Isn't it against the definition? I mean saying that $f$ is continuous is equivalent to say that it maps open sets into open sets, right?
Is there any mistake in this problem? Or is just me that I'm misreading something?
Thank you for your help!!
On
A map $f:X\to Y$ between topological spaces is continuous if $f^{-1}(U)$ is open in $X$ whenever $U$ is open in $Y$.
Note that the definition of continuity is different from the statement "continuous is equivalent to say that it maps open sets into open sets". In fact, the constant map $f:\Bbb R\to\Bbb R$ given by $f(x)=0$ is continuous but the image of any open set $U$ under $f$ is $\{0\}$ which is not open in $\Bbb R$.
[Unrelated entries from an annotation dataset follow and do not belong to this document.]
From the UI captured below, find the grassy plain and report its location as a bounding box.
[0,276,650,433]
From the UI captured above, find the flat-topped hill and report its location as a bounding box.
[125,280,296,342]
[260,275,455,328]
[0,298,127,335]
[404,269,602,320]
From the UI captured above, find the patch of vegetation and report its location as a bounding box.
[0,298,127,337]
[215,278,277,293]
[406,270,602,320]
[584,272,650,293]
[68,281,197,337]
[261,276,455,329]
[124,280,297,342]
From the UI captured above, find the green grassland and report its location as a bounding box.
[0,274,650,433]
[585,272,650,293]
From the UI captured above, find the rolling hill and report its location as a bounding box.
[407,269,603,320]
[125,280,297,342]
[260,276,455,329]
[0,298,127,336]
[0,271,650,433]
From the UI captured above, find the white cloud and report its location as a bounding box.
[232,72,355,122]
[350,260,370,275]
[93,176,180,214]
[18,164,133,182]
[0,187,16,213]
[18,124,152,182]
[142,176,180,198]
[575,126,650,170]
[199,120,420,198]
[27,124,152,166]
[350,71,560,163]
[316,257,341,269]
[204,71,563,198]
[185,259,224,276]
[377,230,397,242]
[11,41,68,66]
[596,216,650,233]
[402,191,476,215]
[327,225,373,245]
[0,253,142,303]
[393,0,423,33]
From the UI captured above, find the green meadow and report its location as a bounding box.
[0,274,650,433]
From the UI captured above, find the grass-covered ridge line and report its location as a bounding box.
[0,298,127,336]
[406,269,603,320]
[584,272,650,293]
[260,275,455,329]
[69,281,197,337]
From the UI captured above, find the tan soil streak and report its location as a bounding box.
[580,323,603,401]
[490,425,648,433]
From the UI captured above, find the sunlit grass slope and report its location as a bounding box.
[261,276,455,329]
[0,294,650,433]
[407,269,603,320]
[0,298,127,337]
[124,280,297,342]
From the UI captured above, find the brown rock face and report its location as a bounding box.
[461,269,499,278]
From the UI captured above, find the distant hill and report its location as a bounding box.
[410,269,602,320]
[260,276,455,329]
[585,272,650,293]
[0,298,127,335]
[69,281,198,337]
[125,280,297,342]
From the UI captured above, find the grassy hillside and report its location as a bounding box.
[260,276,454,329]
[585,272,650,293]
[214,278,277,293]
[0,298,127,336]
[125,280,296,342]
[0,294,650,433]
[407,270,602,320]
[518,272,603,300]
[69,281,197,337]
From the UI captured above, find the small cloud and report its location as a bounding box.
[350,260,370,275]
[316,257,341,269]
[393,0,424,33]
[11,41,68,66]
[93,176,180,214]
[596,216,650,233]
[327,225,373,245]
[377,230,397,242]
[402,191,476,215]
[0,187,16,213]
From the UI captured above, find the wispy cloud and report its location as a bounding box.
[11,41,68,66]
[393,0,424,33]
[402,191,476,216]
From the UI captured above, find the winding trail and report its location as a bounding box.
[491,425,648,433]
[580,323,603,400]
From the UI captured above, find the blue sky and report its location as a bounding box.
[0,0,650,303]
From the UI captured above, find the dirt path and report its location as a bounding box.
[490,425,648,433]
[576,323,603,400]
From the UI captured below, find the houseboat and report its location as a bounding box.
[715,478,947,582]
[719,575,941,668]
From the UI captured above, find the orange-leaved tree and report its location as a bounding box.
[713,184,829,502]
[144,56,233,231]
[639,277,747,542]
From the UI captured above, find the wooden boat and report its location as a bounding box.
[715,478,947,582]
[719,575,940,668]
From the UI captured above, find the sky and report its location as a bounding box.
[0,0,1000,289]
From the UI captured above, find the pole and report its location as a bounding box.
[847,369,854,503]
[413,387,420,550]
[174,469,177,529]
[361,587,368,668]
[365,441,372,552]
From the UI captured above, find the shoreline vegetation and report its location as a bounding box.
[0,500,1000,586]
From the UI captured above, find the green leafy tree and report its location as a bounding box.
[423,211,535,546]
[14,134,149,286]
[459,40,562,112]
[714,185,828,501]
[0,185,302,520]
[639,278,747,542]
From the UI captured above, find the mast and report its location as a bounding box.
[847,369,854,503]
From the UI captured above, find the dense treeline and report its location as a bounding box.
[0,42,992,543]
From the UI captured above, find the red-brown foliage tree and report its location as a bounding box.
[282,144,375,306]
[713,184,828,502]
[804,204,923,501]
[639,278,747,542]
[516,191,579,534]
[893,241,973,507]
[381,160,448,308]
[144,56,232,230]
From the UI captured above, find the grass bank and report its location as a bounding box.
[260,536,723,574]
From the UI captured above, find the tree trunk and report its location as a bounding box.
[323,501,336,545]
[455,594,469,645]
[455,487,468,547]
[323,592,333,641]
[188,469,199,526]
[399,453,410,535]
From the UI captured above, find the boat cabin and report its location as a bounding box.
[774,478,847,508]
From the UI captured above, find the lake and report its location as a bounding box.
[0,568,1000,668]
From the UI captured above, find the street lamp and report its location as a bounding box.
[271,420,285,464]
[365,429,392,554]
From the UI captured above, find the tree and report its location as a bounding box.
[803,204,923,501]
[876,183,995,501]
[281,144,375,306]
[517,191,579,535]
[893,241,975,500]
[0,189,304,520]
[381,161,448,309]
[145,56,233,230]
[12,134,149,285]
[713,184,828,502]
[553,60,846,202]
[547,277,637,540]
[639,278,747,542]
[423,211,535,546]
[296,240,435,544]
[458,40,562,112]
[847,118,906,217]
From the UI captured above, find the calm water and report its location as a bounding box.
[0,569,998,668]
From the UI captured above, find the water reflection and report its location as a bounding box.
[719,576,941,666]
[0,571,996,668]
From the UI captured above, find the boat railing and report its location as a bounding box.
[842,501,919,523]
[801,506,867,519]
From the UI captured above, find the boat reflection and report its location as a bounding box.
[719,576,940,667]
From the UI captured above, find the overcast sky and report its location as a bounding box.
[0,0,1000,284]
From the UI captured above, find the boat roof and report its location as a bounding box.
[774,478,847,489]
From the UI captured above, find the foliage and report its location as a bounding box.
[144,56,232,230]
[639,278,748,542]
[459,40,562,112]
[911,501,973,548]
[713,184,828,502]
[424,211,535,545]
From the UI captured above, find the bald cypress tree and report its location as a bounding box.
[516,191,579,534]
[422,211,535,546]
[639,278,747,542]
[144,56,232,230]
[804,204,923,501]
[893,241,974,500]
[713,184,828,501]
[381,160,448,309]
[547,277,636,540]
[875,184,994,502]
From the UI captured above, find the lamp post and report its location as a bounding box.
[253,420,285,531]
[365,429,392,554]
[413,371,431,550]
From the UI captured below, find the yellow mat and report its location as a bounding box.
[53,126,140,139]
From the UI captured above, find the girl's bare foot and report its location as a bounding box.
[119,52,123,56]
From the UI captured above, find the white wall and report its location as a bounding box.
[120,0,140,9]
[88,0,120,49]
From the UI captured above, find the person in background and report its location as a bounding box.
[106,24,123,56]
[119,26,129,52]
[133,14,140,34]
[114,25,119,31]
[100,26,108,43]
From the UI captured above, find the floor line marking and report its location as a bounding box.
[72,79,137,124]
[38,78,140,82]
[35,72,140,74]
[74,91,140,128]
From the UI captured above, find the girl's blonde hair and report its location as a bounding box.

A map $f:X\to Y$ between topological spaces such that $f(U)$ is open in $Y$ whenever $U$ is open in $X$ is called an open map. A famous example of a map that is open but not continuous is the floor function $\lfloor-\rfloor:\Bbb R\to\Bbb Z$.
In summary, continuous maps are not necessarily open maps and open maps are not necessarily continuous. Your question asks to prove that a certain kind of map is always an open map. Do you have any ideas how to get started?
A continuous map does not necessarily take open sets to open sets: take, e.g. $f(x)=x^2$ on $\mathbb R \rightarrow \mathbb R$ . Then the open set $(-1,1)$ is sent to the non-open set $[0,1)$.